A few more interesting bug bounty facts
In the Hack the Air Force bug bounty program, it took less than a minute for the first valid vulnerability to be reported. (HackerOne)
Slack once paid a bounty of $12.50 for a report that noted that the emoji representing a hamburger actually was a picture of a cheeseburger (or vice versa). The bounty was reportedly set to the average price of a cheeseburger. (HackerOne)
In Hack the Air Force program, the most productive bug hunter was 17-year-old, Jack Cable, who found 30 valid vulnerabilities. (HackerOne)
Is Facebook extending the crowdsourcing model beyond application security?
Quote From Sheryl on Facebook
Sheryl Sandburg posted that Facebook is launching what she refers to as similar programs run in the tech part of the business for their ad platform. There are no mention of payouts nor a formal researcher registration process in the post, but certainly a crowdsourced model for vetting ads for offensive and targeted content where they break Facebook's moral policies is an interesting case.
Here's the Panel Recap and Video
At the end of the live panel, I shared a very quick recap of what was discussed.
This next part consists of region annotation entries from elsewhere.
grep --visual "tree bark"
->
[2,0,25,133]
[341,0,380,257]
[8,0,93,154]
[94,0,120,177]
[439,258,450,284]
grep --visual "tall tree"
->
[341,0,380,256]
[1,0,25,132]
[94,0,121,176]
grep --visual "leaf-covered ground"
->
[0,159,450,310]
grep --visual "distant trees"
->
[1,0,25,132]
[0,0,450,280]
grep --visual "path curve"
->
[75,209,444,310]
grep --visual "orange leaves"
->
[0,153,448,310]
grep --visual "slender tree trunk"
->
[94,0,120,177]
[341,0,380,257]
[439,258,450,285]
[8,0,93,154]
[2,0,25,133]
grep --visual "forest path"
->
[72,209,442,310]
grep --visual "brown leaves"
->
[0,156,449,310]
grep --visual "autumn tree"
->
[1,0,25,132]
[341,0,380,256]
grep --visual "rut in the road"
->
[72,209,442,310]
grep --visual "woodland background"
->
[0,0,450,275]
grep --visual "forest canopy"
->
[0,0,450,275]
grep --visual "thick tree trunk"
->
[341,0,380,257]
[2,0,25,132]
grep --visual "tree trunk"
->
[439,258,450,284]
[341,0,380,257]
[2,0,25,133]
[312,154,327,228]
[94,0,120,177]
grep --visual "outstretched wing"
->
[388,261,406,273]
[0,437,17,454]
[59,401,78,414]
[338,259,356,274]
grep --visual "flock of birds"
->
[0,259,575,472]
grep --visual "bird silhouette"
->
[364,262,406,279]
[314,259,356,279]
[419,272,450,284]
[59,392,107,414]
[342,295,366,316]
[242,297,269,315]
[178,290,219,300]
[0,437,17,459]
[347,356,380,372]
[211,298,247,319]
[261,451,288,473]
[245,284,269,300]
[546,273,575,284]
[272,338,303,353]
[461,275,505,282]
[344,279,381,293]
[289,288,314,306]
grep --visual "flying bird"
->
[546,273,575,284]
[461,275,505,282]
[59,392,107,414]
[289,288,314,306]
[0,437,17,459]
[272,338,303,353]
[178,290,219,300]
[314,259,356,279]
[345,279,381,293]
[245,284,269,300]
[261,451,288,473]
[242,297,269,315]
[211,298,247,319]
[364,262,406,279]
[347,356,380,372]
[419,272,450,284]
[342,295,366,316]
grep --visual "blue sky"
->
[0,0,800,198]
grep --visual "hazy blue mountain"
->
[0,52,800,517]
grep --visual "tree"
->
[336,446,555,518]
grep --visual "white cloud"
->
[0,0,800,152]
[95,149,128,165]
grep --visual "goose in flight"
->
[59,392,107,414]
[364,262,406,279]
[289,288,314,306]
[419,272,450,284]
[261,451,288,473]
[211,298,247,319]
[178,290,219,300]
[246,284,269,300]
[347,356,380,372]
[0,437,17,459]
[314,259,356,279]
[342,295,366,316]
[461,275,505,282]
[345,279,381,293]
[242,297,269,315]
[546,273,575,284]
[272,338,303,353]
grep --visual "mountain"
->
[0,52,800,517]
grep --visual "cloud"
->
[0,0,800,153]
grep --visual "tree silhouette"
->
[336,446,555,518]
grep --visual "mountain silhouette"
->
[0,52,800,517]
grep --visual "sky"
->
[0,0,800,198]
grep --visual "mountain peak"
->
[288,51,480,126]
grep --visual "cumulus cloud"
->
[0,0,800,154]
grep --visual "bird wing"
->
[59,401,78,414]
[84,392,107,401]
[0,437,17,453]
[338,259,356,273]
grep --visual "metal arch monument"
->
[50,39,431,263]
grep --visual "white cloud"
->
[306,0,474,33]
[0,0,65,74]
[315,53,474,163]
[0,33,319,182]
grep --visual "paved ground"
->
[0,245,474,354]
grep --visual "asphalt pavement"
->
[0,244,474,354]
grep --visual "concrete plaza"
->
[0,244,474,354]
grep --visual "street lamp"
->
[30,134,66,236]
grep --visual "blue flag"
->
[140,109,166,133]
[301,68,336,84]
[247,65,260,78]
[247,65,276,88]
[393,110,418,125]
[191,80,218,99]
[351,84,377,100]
I've expanded on this a bit with the following points that I believe capture the full essence of what the panel shared. Of course the best way to get the nitty gritty details is to watch the video once it is published. Until then, enjoy this written recap.
- Ensure the company is prepared to employ a bug bounty program before starting one.
- Integrate the bug bounty program into your overall application security program: consider the inclusion of the following: patch management, vulnerability assessments, continuous scanning, penetration testing, red teams, blue teams, static application security testing (SAST), dynamic application security testing (DAST), and runtime application self-protection (RASP).
- Formally tie the bug bounty program into the (secure) software development lifecycle (SSDLC).
- Determine the goals and objectives for the program; define the initial scope.
- Determine the best model and disclosure requirements for the program.
- Ensure the proper stakeholders are involved throughout the company.
- Define the program scope and set expectations for management, development, the research community, and the rest of the stakeholders in the program.
- Establish clear, consistent, and transparent communications.
- Implement the program, measure, and adjust as necessary.